L’UTC : une clé pour l’adaptation

Si s’adapter est le propre des systèmes vivants, ce n’est pas inné et cela s’apprend. Rejoignant l’UTC à ses débuts, un diplôme pas encore reconnu, Luc Alba reconnait que les conditions acrobatiques comparées aux moyens d’aujourd’hui ont renforcé la confiance de ses camarades et lui ont permis de s’adapter à la variété des situations d’une vie.

L’UTC : une clé pour l’adaptation

L’UTC : une clé pour l’adaptation

 

Curieux et ouvert, sûrement pas dogmatique mais non moins réfléchi, seraient bien des qualificatifs susceptibles d’exprimer ce que l’on ressent en présence de Luc Alba. Si cet ancien patron du département Ingénierie logicielle chez Sagem Mobile (2006) ou ex-directeur d’Ulysseo, un éditeur spécialisé en contenu et technologies pour la téléphonie mobile (2003), fustige les nouvelles addictions d’aujourd’hui aux réseaux sociaux et autres, ce n’est bien sûr pas pour rejeter la technologie en elle-même, mais l’usage que certains en font et la perte de tout sens critique.

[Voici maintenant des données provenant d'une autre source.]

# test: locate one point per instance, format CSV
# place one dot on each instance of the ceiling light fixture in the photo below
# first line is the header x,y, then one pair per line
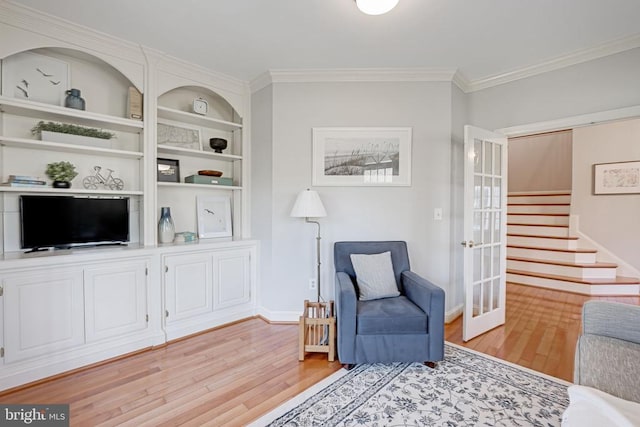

En effet, impossible pour lui de rejeter des outils qu’il a contribué à développer durant de nombreuses années.

 

Voyages et traitement du signal

Ce ne sont cependant pas les gadgets technologiques qui motivent son premier emploi. « Après mon diplôme d’ingénieur j’ai eu envie de couper avec l’UTC et de partir travailler à l’étranger ». Pour satisfaire ce souhait, rien de tel qu’un poste dans l’exploration pétrolière pour la Compagnie Générale de Géophysique. De l’Arctique en Californie, en passant par le Brésil, le Congo ou l’Espagne, il participe à des missions visant à localiser les structures géologiques prometteuses : « 90% des forages ne donnent aucune suite et le coût de ces échographies du sous-sol est dix fois moins cher que celui d’un forage » explique Luc Alba.

 

Un engouement pour le génie logiciel

Après quelques années de cette vie de prospecteur, priorité à la sédentarisation avec un nouveau métier : développeur de logiciels pour la même société. « Apprendre à développer des logiciels n’a pas constitué une difficulté » explique Luc Alba, conscient de l’apport des gènes d’adaptabilité UTC. Cette activité lui révèle le fil rouge de sa carrière : le conseil en génie logiciel, et plus particulièrement l’architecture, clé des solutions logicielles modulaires, pour leur réel avantage compétitif. « Nous nous sommes rendus compte que de nombreuses fonctionnalités des logiciels pouvaient être réutilisées, et qu’il était avantageux de penser les systèmes cibles dès le début du cycle de conception » souligne Luc Alba évoquant l’image des Legos®. Il évolue alors pour s’intéresser aux processus de développement montant deux start up avec des clients grands groupes. Il passera par l’aventure de la téléphonie mobile et des premières smart apps chez SAGEM pour être aujourd’hui responsable du déploiement d’outils métier logiciel chez SAFRAN.

 

Trop de normes tue l’initiative

Aujourd’hui, à 60 ans, comme facilitateur pour le développement et le déploiement des logiciels pour les systèmes aéronautiques, Luc Alba compose avec un nouveau challenge, l’inflation normative et la dérive réglementaire et juridique qu’elle soit publique ou moins connue car interne aux entreprises. « La sécurité est importante dans ce secteur : toute modification ou évolution d’un système nécessite de démontrer comment les risques restent sous contrôle. Le résultat, une accidentologie du transport aérien 20 fois plus faible que la voiture » souligne-t-il. S’il reconnaît l’importance des normes, il estime néanmoins que leur prolifération pèse sur la performance des entreprises : d’une part par l’enchevêtrement des processus – au bout d’un moment, les gens sont perdus- d’autre part par le temps passé à justifier, l’ingénieur se transformant en avocat, moins focalisé à résoudre les problèmes. En marge de son parcours, Luc Alba reste fidèle à l’UTC, animant l’ADAUC (devenue Tremplin UTC) en 1998 pour professionnaliser l’association avec des permanents, un partenariat pérenne avec l’UTC, une véritable offre de service construite sur une base de données fiable en témoignent les entrepreneurs UTCéens du Business Club. Aujourd’hui l’UTC ce sont aussi 26 000 diplômés présents dans le monde entier. Il reste aussi très sensible à la diffusion de la culture technologique avec le prix Roberval qui récompense tous les ans des œuvres en français ouvrant une meilleure compréhension de la technologie.